Closed josephschorr closed 1 year ago
Hi Joseph, thanks for reporting the issue! We were wondering if there was any change stream in the schema when you observed the slowdown?
Yes, on the initial runs. I disabled it on following runs to see if it impacted the performance, and didn't see a major change, but I didn't test thoroughly. If you like, I can try that
Thank you for the timely reply. By "disabling" the change stream in the following runs, could you specify if you created and then dropped the change stream from the schema or you didn't create a change stream? And there was still no significant performance gain after that?
@ChangyuLi28 I simply didn't create the change stream at all. I'll run another test now to see if I can reproduce
Okay, I was incorrect: with change feed never instantiated, it is only ~1.5x slower. I must have deleted it in the previous test
Results:
v1.5.8
--- PASS: TestSpannerDatastore/TestSimple (4.75s)
--- PASS: TestSpannerDatastore/TestSimple/1 (0.11s)
--- PASS: TestSpannerDatastore/TestSimple/2 (0.12s)
--- PASS: TestSpannerDatastore/TestSimple/4 (0.18s)
--- PASS: TestSpannerDatastore/TestSimple/32 (0.37s)
--- PASS: TestSpannerDatastore/TestSimple/256 (3.97s)
v1.5.9 with change feed created:
--- PASS: TestSpannerDatastore/TestSimple (34.58s)
--- PASS: TestSpannerDatastore/TestSimple/1 (0.12s)
--- PASS: TestSpannerDatastore/TestSimple/2 (0.11s)
--- PASS: TestSpannerDatastore/TestSimple/4 (0.16s)
--- PASS: TestSpannerDatastore/TestSimple/32 (0.58s)
--- PASS: TestSpannerDatastore/TestSimple/256 (33.61s)
v1.5.9 with no change feed:
--- PASS: TestSpannerDatastore/TestSimple (6.58s)
--- PASS: TestSpannerDatastore/TestSimple/1 (0.13s)
--- PASS: TestSpannerDatastore/TestSimple/2 (0.13s)
--- PASS: TestSpannerDatastore/TestSimple/4 (0.20s)
--- PASS: TestSpannerDatastore/TestSimple/32 (0.69s)
--- PASS: TestSpannerDatastore/TestSimple/256 (5.43s)
Thanks for the additional information! We are looking into this issue. Another question to help us narrow things down is when you have change streams in schema, what was the size of the data in the insertion transaction?
@ChangyuLi28 In the above test that takes ~30s, we are inserting at least 256 rows in a single transaction, like so:
("test/resource","resource0","reader","test/user","user0","...")
("test/resource","resource1","reader","test/user","user1","...")
("test/resource","resource2","reader","test/user","user2","...")
("test/resource","resource3","reader","test/user","user3","...")
("test/resource","resource4","reader","test/user","user4","...")
("test/resource","resource5","reader","test/user","user5","...")
("test/resource","resource6","reader","test/user","user6","...")
("test/resource","resource7","reader","test/user","user7","...")
... additional similar rows ...
If you'd like to be able to reproduce yourself, checkout the SpiceDB repository and run this command from the internal/datastore/spanner
directory:
go test ./... -tags ci,docker -run TestSpannerDatastore/TestSimple -v
Hi Joseph, an improvement has been released in the most recent version.
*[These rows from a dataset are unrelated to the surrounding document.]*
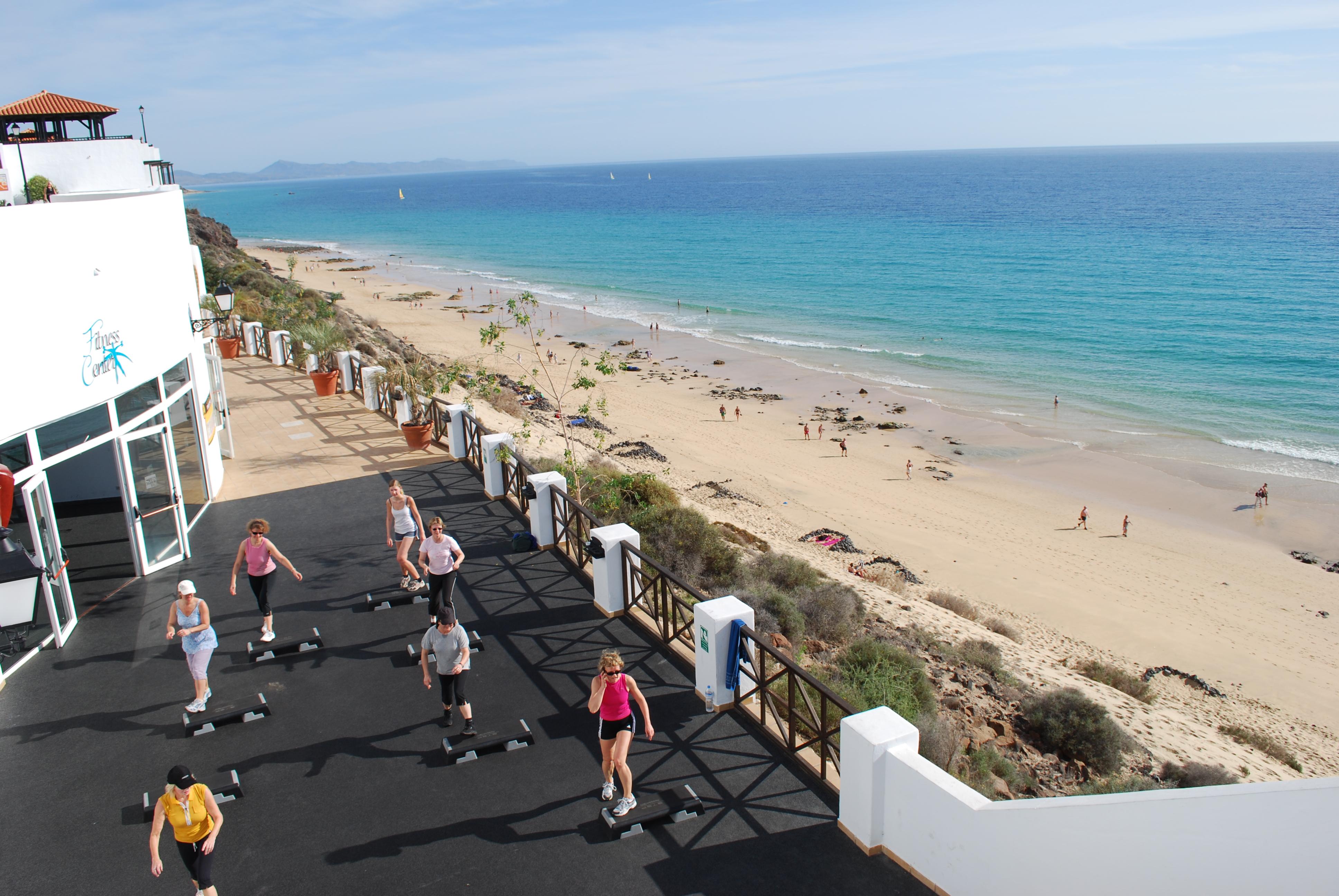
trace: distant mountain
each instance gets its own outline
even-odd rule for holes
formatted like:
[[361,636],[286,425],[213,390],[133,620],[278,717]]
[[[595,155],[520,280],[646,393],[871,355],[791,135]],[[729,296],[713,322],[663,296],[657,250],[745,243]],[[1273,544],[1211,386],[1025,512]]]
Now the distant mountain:
[[343,162],[339,165],[279,161],[258,171],[224,171],[195,174],[177,169],[177,182],[182,186],[202,183],[245,183],[249,181],[297,181],[308,177],[371,177],[375,174],[432,174],[437,171],[487,171],[506,167],[525,167],[525,162],[497,159],[491,162],[465,162],[458,158],[435,158],[428,162]]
Thank you for identifying this issue and providing all the context! Let us know if there's any other issues.
Thanks @ChangyuLi28! Seems to work well now
Possibly related to: https://github.com/GoogleCloudPlatform/cloud-spanner-emulator/issues/74#issuecomment-1677972732
SpiceDB (https://github.com/authzed/spicedb) makes use of the emulator for our Spanner datastore tests. We attempted to move to emulator v1.5.9 to enable testing of our use of changefeeds, but ran into immediate CI timeouts after ~10m.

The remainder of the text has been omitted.